Now I am the Mama with loving, tired eyes using a Mac instead of a stack of yellow note pads and old typewriter.  And like my mother before me and her mother before, I stop working to tell my daughter about the wonderful women in our family.  I tell her how important it is to have her own space so she can create, dream, write, draw, think, read . . . be.

It can be a small desk in the corner of your bedroom, kitchen, living room or a vast office.  It can be your grandmothers rocking chair next to a reading table or a cushion on the floor near an altar.  Wherever it is and however it is constructed, I hope one day she values herself enough to create her own sacred space and maybe in the corner somewhere, she will have a little plastic frame with one of my poems in it.
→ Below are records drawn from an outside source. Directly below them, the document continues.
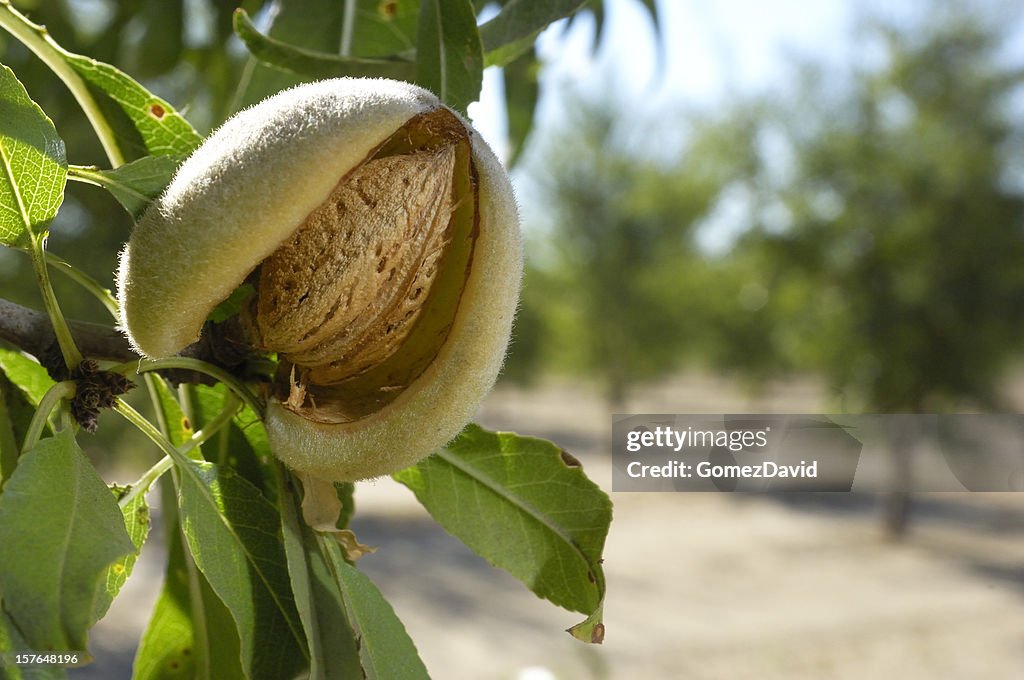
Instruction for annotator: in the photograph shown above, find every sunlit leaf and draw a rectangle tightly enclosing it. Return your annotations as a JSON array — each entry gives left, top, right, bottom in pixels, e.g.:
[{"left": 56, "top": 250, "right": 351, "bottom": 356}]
[
  {"left": 394, "top": 425, "right": 611, "bottom": 639},
  {"left": 92, "top": 486, "right": 150, "bottom": 621},
  {"left": 322, "top": 541, "right": 429, "bottom": 680},
  {"left": 176, "top": 459, "right": 306, "bottom": 679},
  {"left": 480, "top": 0, "right": 586, "bottom": 67},
  {"left": 505, "top": 48, "right": 541, "bottom": 166},
  {"left": 0, "top": 430, "right": 135, "bottom": 650},
  {"left": 0, "top": 369, "right": 35, "bottom": 487},
  {"left": 61, "top": 50, "right": 203, "bottom": 161},
  {"left": 0, "top": 65, "right": 68, "bottom": 246},
  {"left": 416, "top": 0, "right": 483, "bottom": 114},
  {"left": 132, "top": 512, "right": 245, "bottom": 680},
  {"left": 282, "top": 473, "right": 362, "bottom": 680},
  {"left": 70, "top": 156, "right": 181, "bottom": 220},
  {"left": 0, "top": 348, "right": 54, "bottom": 406},
  {"left": 0, "top": 601, "right": 68, "bottom": 680},
  {"left": 233, "top": 9, "right": 416, "bottom": 81}
]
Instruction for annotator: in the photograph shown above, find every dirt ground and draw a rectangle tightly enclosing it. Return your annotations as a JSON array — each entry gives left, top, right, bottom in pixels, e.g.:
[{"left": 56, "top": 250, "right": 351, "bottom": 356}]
[{"left": 72, "top": 377, "right": 1024, "bottom": 680}]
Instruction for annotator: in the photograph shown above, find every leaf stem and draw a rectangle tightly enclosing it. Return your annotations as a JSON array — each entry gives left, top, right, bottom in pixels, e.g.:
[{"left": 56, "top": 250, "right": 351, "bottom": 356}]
[
  {"left": 0, "top": 0, "right": 125, "bottom": 168},
  {"left": 114, "top": 397, "right": 181, "bottom": 465},
  {"left": 118, "top": 394, "right": 242, "bottom": 508},
  {"left": 110, "top": 356, "right": 263, "bottom": 419},
  {"left": 22, "top": 380, "right": 77, "bottom": 455},
  {"left": 46, "top": 251, "right": 118, "bottom": 320},
  {"left": 28, "top": 232, "right": 82, "bottom": 371}
]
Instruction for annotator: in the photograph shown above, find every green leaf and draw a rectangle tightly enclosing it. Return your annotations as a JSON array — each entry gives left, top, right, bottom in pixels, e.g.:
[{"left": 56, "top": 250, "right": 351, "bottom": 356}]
[
  {"left": 0, "top": 2, "right": 201, "bottom": 165},
  {"left": 92, "top": 485, "right": 150, "bottom": 621},
  {"left": 188, "top": 384, "right": 270, "bottom": 495},
  {"left": 0, "top": 65, "right": 68, "bottom": 247},
  {"left": 60, "top": 50, "right": 203, "bottom": 161},
  {"left": 0, "top": 349, "right": 55, "bottom": 407},
  {"left": 0, "top": 601, "right": 68, "bottom": 680},
  {"left": 321, "top": 540, "right": 430, "bottom": 680},
  {"left": 70, "top": 156, "right": 181, "bottom": 221},
  {"left": 175, "top": 457, "right": 307, "bottom": 679},
  {"left": 0, "top": 349, "right": 53, "bottom": 473},
  {"left": 281, "top": 478, "right": 362, "bottom": 680},
  {"left": 480, "top": 0, "right": 586, "bottom": 67},
  {"left": 394, "top": 425, "right": 611, "bottom": 639},
  {"left": 0, "top": 430, "right": 134, "bottom": 650},
  {"left": 132, "top": 512, "right": 245, "bottom": 680},
  {"left": 505, "top": 47, "right": 541, "bottom": 166},
  {"left": 0, "top": 369, "right": 35, "bottom": 488},
  {"left": 233, "top": 9, "right": 416, "bottom": 81},
  {"left": 416, "top": 0, "right": 483, "bottom": 114}
]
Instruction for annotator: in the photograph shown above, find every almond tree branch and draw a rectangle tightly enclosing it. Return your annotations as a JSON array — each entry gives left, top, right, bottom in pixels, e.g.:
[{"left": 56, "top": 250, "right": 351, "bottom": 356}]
[
  {"left": 0, "top": 298, "right": 248, "bottom": 383},
  {"left": 0, "top": 298, "right": 138, "bottom": 369}
]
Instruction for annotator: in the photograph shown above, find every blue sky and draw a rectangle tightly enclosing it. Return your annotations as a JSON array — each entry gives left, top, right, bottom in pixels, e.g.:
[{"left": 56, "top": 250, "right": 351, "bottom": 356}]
[{"left": 469, "top": 0, "right": 1024, "bottom": 250}]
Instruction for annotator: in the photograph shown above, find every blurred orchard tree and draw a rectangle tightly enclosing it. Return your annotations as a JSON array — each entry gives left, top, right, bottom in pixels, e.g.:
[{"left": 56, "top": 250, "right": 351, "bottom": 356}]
[{"left": 0, "top": 0, "right": 671, "bottom": 680}]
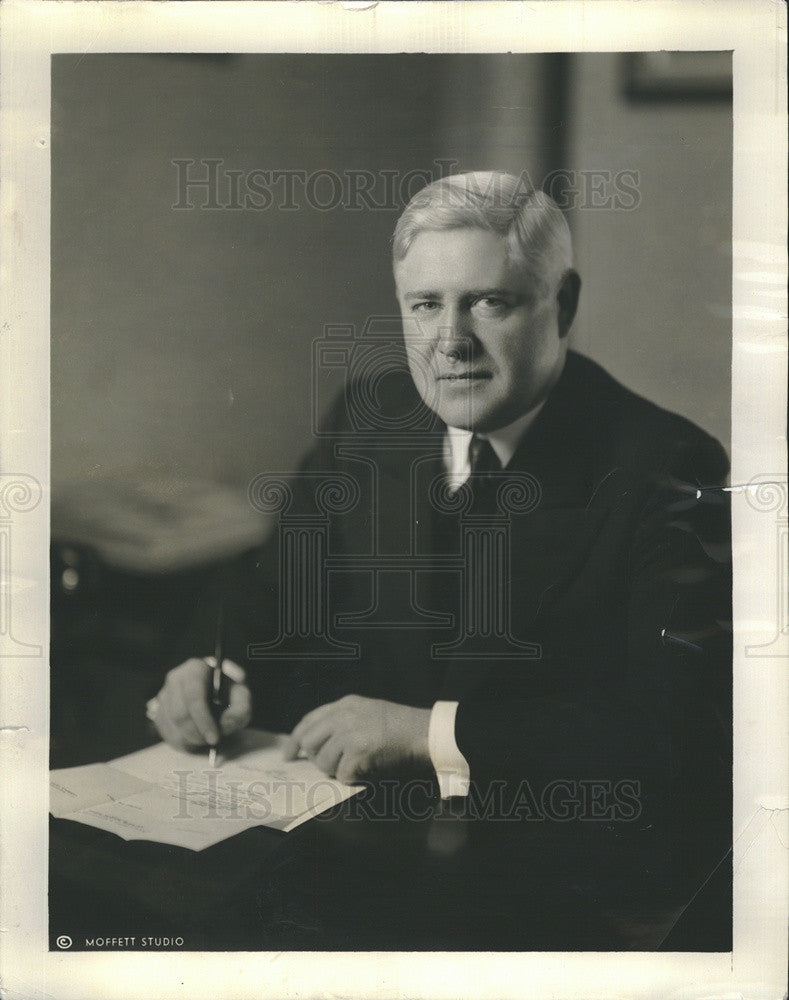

11 Responses to Sacred Space
  1. Jan
    February 21, 2011 | 8:40 pm

    Lovely piece…definitely continue this mother/daughter blog. Does your girl look like you?

    • Diva-Mama
      February 23, 2011 | 6:09 am

      Thank you! I will and yes, I like to think so. She tells me she does, “just not with the hair” (hers is lighter).

  2. Cathy
    February 22, 2011 | 1:19 pm

    I guess some tears in the afternoon is not a bad thing. This piece was so poignant for me and so beautiful. Your daughter is a lucky girl to have such an awesome Mom. With you as her guide how could she not know to have a space for herself to create.
    This post was so lovely, just like you.
    xoxo

    • Diva-Mama
      February 23, 2011 | 6:12 am

      Tears at any time to release our joy and sadness are part of what make us women such dynamic beings. I appreciate your heartfelt comment.

  3. Eddy Robey
    February 23, 2011 | 10:52 am

    Through centuries of wandering and exile, our foremothers are remembred. The lesson of our history is that sacred space is in our hearts. Your daughter will carry that with her, wherever she roams.

    • Diva-Mama
      March 1, 2011 | 6:09 pm

      I couldn’t agree more Eddy. Thank you for your thoughts and always, for your own wonderful writing.

  4. Anne Martel
    February 24, 2011 | 5:48 am

    Shira,
    Thank you for bringing me into the sacred space of your heart with your love for your mother, your daughter and yourself. What a sweet experience to feel all three generations of warmth and beauty.

  5. Stacey Battat
    February 24, 2011 | 8:11 pm

    Such beautiful writing and certainly the core of a wonderful Thin Thread story for our moms & grandmas edition!

    • Diva-Mama
      March 1, 2011 | 6:08 pm

      Thank you, Stacey. I look forward to being included in the wonderful Thin Threads series. We NEED these kinds of stories!

  6. Jenn Deutsch
    February 25, 2011 | 7:27 pm

    Cantor Shira,

    Just know you are correct that sacred space is sooooo important. Trust me your daughter will remember! I am remembering my Gram and the pink chairs. I know where those pink chairs are now and trust me they are still sacred space. I am thankful for a special person that shares her sacred space. The awards, books and novels and stories are amazing. When she takes me the behind the books, pictures and diplomas and awards and shares the stories behind them it makes me understand life. As I have learned today, sometimes you provide sacred space when you don’t even know it. I know how vital sacred space is and know it’s true meaning and value.

    Jenn

    • Diva-Mama
      March 1, 2011 | 6:08 pm

      Thank God for grandmas and pink chairs! I still have my late Grandmother’s rocking chair. I am sure my daughter will treasure it as much as I do.